28 Feb 2024

# Ascertainment Bias – Machine Learning in the Medical Sector

1. Clinical Trials
2. Elementary Statistics
3. Ascertainment Bias

## 1 – Clinical Trials

A clinical trial is a study to answer a scientific question, such as whether a new treatment works better than the old treatment. Clinical trials are used to find out whether new treatments are safe and effective.

Clinical trials are research studies that test how well new medical approaches work in people. The goal of most of these trials is to find better ways to prevent, diagnose, or treat diseases. New treatments might be tested against the best current treatment, or against a placebo (a dummy pill or injection that has no real effect). In some cases, a new approach might be compared with standard care. You can check out the trials available near your location by a quick google search.

## 2 – Elementary Statistics

Elementary stats is the study of collecting, organizing, and analyzing data. It is a cornerstone of mathematics, providing analytical methods to understand data and make informed decisions.

The most common use of this is in the business world, where it is used to make predictions about future outcomes based on past data. However, it can also be applied to other fields such as science and healthcare.

### Machine Learning

Elementary stats are vital for machine learning for a variety of reasons. For one, understanding basic statistical concepts allows machine learning engineers in the medical field to evaluate data properly. Without a foundation in statistics, it would be difficult to determine if a dataset is representative of a population, or if results from experiments are statistically significant.

In addition, many methods used in machine learning research require a strong understanding of statistics. Data mining techniques such as regression and classification often utilize statistical methods, and machine learning algorithms frequently rely on statistics as well. Understanding elementary statistical concepts is thus essential for any machine learning engineer. More information on another similar bias called allocation bias.

## 3 – Ascertainment Bias

### What is Ascertainment Bias

Ascertainment bias is the systematic tendency for investigators to study the characteristics of those cases or individuals that are most easily identified and/or studied. It results in a distortion of the scientific evidence because it leads to an overemphasis on certain types of information and an underrepresentation of other types of information.

For example, ascertainment bias can cause investigators to focus on studies that use diagnostic tests that are easy to administer (e.g., blood tests) rather than diagnostic tests that are more difficult to administer (e.g., examinations of the brain). This can lead to a distorted view of the incidence and prevalence of diseases because studies that use easier diagnostic tests will be more likely to be published than studies that use more difficult diagnostic tests.

### How does it affect your machine learning models

Ascertainment bias affects machine learning models by skewing the data that the model is trained on. This can result in inaccurate predictions and a poorer performance overall. Ascertainment bias typically occurs when data is collected in a non-random way, such as only collecting data from people who are already sick or only collect data from people who have already been diagnosed with a certain condition. This can lead to false conclusions about how effective a treatment is or what causes a disease.

### Spotting Ascertainment bias

To detect if your dataset has ascertainment bias, you’ll need to look for patterns in the data that indicate that some items are more likely to be included than others. This can be done using various machine learning algorithms.

One approach is to use a supervised learning algorithm to train a classifier on the data. The classifier can then be used to predict whether an item is more likely to be included in the dataset or not.

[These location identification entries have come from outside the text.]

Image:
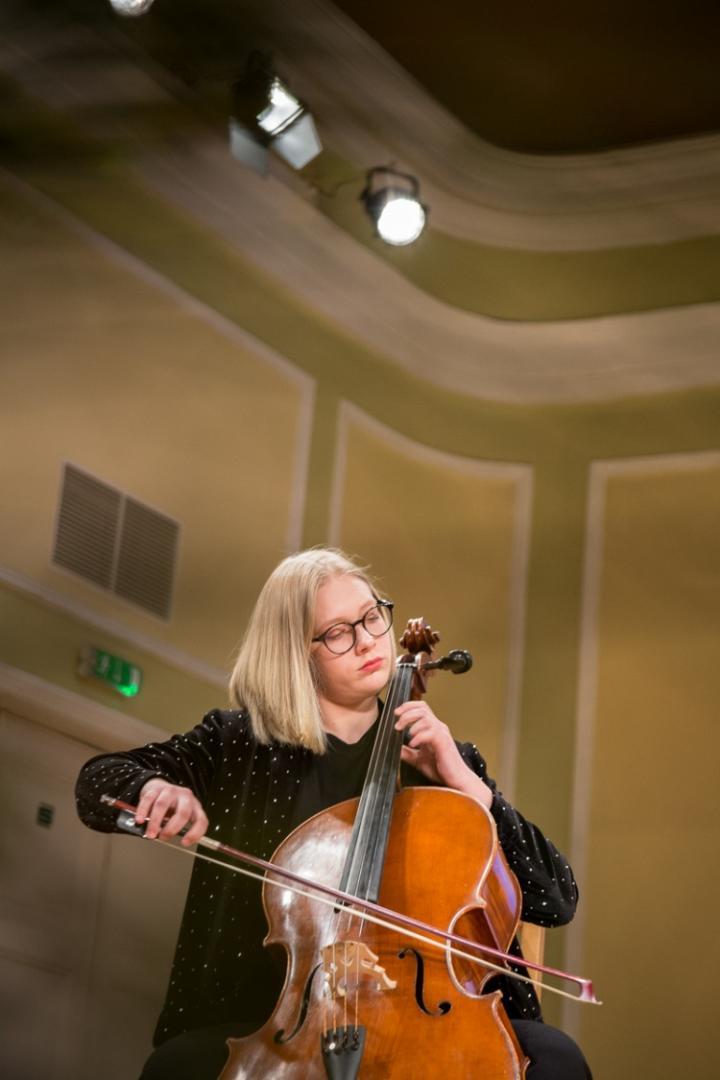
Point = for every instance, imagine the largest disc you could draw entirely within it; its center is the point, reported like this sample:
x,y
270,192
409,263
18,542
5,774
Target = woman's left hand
x,y
432,751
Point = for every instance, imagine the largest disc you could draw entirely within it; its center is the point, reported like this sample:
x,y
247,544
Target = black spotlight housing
x,y
266,115
392,200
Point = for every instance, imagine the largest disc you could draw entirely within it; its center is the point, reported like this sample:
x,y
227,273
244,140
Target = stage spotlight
x,y
131,7
392,200
267,115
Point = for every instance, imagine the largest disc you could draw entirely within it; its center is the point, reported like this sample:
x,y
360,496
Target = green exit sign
x,y
123,676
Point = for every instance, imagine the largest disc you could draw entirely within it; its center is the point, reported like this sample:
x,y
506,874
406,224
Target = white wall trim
x,y
600,473
522,476
71,714
167,653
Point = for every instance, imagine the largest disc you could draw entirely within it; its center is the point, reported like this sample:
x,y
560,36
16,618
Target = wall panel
x,y
647,793
448,537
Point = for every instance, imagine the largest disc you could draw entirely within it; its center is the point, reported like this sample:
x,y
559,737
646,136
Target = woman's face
x,y
358,675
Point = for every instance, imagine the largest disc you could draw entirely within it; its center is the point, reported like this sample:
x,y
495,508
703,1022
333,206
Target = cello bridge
x,y
347,964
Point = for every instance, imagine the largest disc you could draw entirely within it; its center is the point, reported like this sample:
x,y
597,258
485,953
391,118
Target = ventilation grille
x,y
116,541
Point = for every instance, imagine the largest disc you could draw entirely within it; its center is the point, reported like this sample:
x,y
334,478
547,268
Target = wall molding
x,y
600,473
350,415
166,653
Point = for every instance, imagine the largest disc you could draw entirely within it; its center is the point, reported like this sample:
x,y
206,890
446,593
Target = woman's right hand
x,y
168,809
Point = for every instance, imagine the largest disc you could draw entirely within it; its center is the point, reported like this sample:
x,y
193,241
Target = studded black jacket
x,y
221,972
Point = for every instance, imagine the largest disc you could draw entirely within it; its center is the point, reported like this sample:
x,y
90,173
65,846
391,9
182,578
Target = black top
x,y
254,796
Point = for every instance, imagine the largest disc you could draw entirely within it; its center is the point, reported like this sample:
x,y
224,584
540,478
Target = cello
x,y
355,1001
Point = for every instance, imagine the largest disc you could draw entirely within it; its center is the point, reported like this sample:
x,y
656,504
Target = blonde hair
x,y
273,677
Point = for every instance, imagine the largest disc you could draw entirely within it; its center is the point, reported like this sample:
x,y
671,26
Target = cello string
x,y
367,810
450,949
380,765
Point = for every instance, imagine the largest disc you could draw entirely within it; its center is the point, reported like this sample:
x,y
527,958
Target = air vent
x,y
116,541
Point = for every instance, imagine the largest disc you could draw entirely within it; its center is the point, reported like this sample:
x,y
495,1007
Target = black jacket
x,y
220,971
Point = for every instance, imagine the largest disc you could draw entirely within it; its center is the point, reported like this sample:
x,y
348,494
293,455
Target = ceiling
x,y
573,248
561,78
566,78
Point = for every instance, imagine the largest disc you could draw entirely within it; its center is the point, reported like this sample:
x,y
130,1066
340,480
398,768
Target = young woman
x,y
315,658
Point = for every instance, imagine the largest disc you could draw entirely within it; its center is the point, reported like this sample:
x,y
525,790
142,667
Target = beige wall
x,y
167,365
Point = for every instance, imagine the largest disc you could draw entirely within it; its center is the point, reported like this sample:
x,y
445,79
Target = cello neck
x,y
366,854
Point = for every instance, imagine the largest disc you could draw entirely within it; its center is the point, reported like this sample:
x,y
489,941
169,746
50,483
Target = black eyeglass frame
x,y
386,605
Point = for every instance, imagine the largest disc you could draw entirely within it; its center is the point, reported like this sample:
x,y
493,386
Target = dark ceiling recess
x,y
560,77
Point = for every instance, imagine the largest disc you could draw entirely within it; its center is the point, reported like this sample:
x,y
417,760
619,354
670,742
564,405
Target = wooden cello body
x,y
360,1000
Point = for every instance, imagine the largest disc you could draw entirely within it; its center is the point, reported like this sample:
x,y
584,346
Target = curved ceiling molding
x,y
370,110
583,360
275,225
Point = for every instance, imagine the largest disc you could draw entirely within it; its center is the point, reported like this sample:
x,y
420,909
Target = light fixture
x,y
392,200
267,115
132,8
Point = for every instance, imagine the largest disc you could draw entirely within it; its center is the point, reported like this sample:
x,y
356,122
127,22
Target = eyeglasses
x,y
342,636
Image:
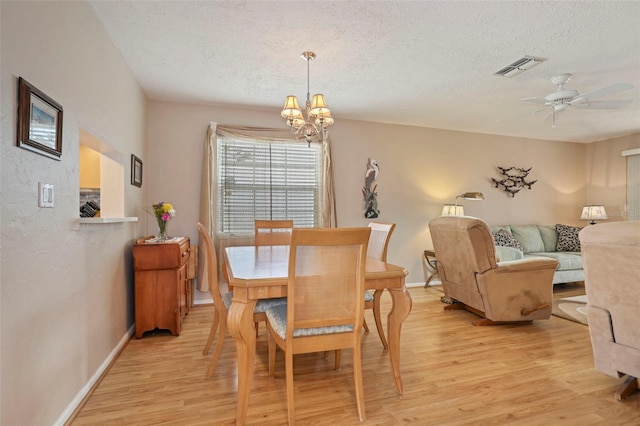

Another approach is to use unsupervised learning algorithms such as clustering to identify groups of items that are more likely to be included in the dataset. By comparing the groups, you can look for patterns that indicate biases in the dataset. You can learn some more machine learning techniques by Raptor.

### Removing Ascertainment bias

Remember ascertainment bias is a type of selection bias that occurs when the selection of study subjects is not randomized. This can cause differences between groups of subjects that are not due to the intervention or disease being studied, but rather to the method by which the study subjects were chosen.

There are a few ways to try to minimize ascertainment bias in your dataset:

1. Randomize your selection of study subjects. This will help to ensure that any differences between groups are due to the intervention or disease being studied, and not due to the method by which the study subjects were chosen.
2. Use a control group. A control group is a group of study subjects who do not receive the intervention or treatment being studied.